Sanlam Group Risk’s goal is to provide clients with a holistic, comprehensive and tailor-made disability management service, suitable for their work environment and industry.
Rather than reactive claims management, our disability management practices are based on a comprehensive, cohesive and progressive employer-based approach to managing the complex needs of people with disabilities within a given work and socio-economic environment. We therefore promote and believe in a combination of disability case management, early notification and intervention of potential disability claims, as well as sick leave management by the employer.
Employees living with mental health disorders are confronted with many obstacles in their attempt to properly re-integrate into the workplace, which may impede full recovery. Some of these include:
- Access to optimal treatment and lack of compliance with treatment;
- Late diagnosis and intervention;
- Physical illness – we know that people with chronic physical illness have a higher incidence of secondary mental problems;
- Lack of a mental health programs at the workplace with resultant misunderstanding and stigmatization, and possible unwillingness to offer alternative work and change in work duties even on a temporary basis;
- There is undeniable evidence that early diagnosis and constant involvement and communication from the employer is paramount to better outcomes and effective return to work.
- In times of economic hardship, job demands may overwhelm an employee’s coping strategies; this is reflected in the increasing rate of professionals, senior management and HR professionals reporting mental illness;
- Younger workers also are now more often diagnosed with mental problems.

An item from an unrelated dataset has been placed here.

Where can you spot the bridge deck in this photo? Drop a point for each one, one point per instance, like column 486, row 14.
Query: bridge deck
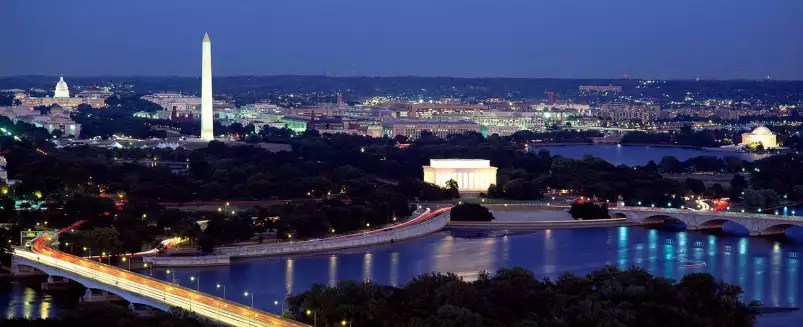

There are very valid reasons why some countries cap the maximum hours’ staff allowed to spend on work activities and minimum leave are enforced.
- Employees stay on in unfulfilling jobs due to fear of not getting other meaningful work due to high unemployment levels;
- Unresolved work relations or conflict, inability to do the work, lack of training and promotion beyond capabilities re red alerts to successful return to work;
- The origin of conflict between employees can vary (such as a disagreement, debate, or harassment), and typically involves 2 or more colleagues.
- Some employees reconstruct and simplify their illness to put all the blame on the workplace with an entitlement that they should be compensated;
- Trauma and instability at home, financial hardship and the high levels of violence in society.
For additional reading, refer to the Special Report in the latest issue of Financial Mail regarding the high costs of mental illness.
With Disability Case Management, Sanlam Group Risk aims to minimise the impact of illness, while promoting:
- the avoidance of disability,
- the optimal treatment or rehabilitation; and
- the safe return to productive employment.
A return-to-work program is essential for rehabilitation and will allow the person who is unable to perform their usual and customary duties due to injury or illness, to return to temporary, limited or modified duty while they recover e.g. professional sport, where a player is re-integrated slowly after an illness or injury.
Despite this entrenched concept, most professional workers are expected to return to work without the benefit of a return-to-work program. More specifically, despite the high and increasing prevalence of mental illness in the workplace, many employers do not have a mental health policy in place. Even if they do, it is mostly enforced at arm’s length, without active involvement and training of line managers and HR professionals. The workplace provides one of the most cost effective opportunities to lessen work disability due to mental health problems. A lack of preventative, curative and re-integration planning in the workplace will however allow no winners. Not only is it the ethical/proper thing to do from an occupational health and wellness point of view, but it also will save costs on many fronts in the long term and result in a more engaged and productive workforce.